Low-E Window Glass: Pyrolytic Versus MSVD
Low-E glass is a new form of glass that contains special coatings which reduce the amount of both infrared and ultraviolet light that can pass through a window. By limiting such types of light, Low-E glass represents an incredible upgrade in terms of energy efficiency. If you would like to learn more about the different varieties of Low-E glass, read on. This article will discuss the difference between pyrolytic and MSVD production methods.
As noted above, Low-E glass contains a special coating. This coating is so thin as to be virtually microscopic, being roughly the width of a piece of human hair. Nonetheless, it is highly capable of reflecting infrared energy--in other words, heat. The easiest way to think of what Low-E glass does is by comparing it to a simple thermos. A thermos is able to maintain a constant interior by constantly reflecting its temperature back inside, while also preventing exterior conditions from penetrating in.
The first category of Low-E glass has what is known as a pyrolytic coating. Also known as passive Low-E coatings, pyrolytic coatings are applied to the glass while it is still in a semi-molten state. As the glass moves along its float line, the coating is sprayed into place, thus fusing with the glass. The resulting bond is highly durable.
Pyrolytic Low-E glass is especially prized for use in cold climates. That's because its nature allows a certain amount of short-wave energy--such as that produced by the sun's light--to pass through the glass. In other words, a building or home can still benefit from solar heat during the cold winter months, while still preventing interior heat from inside from escaping.

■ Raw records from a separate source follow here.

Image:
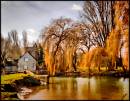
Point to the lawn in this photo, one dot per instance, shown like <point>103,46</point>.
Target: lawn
<point>8,79</point>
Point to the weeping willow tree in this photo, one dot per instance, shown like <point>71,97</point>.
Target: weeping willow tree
<point>119,34</point>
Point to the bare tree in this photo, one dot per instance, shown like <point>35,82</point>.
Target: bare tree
<point>25,40</point>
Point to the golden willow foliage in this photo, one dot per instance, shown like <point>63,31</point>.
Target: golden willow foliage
<point>119,32</point>
<point>60,43</point>
<point>63,38</point>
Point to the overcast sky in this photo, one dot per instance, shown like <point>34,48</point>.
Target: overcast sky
<point>32,16</point>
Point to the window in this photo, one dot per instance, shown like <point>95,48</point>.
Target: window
<point>25,59</point>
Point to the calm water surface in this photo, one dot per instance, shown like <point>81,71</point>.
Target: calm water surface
<point>65,88</point>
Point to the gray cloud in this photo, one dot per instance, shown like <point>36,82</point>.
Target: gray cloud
<point>23,15</point>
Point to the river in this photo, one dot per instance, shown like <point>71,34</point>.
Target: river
<point>71,88</point>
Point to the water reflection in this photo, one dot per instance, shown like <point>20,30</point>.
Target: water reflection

MSVD coatings are produced in a much different way. Here the coating is applied to glass that has already been manufactured and cut down to size. Also known as solar Low-E coatings, the MSVD coating is then sealed to the glass inside of a special laminating unit.
MSVD is much less permissive than pyrolytic coatings, in terms of both its emissivity and its control of solar radiation. In other words, unlike pyrolytic glass, glass treated with MSVD will reflect the sun's rays away from your home, not allowing them to enter through the windows. For this reason, MSVD is much more widely used in parts of the country with warmer climates, where air conditioning is the dominant HVAC appliance.
When considering new window installation, make sure you consider all of your energy efficient options.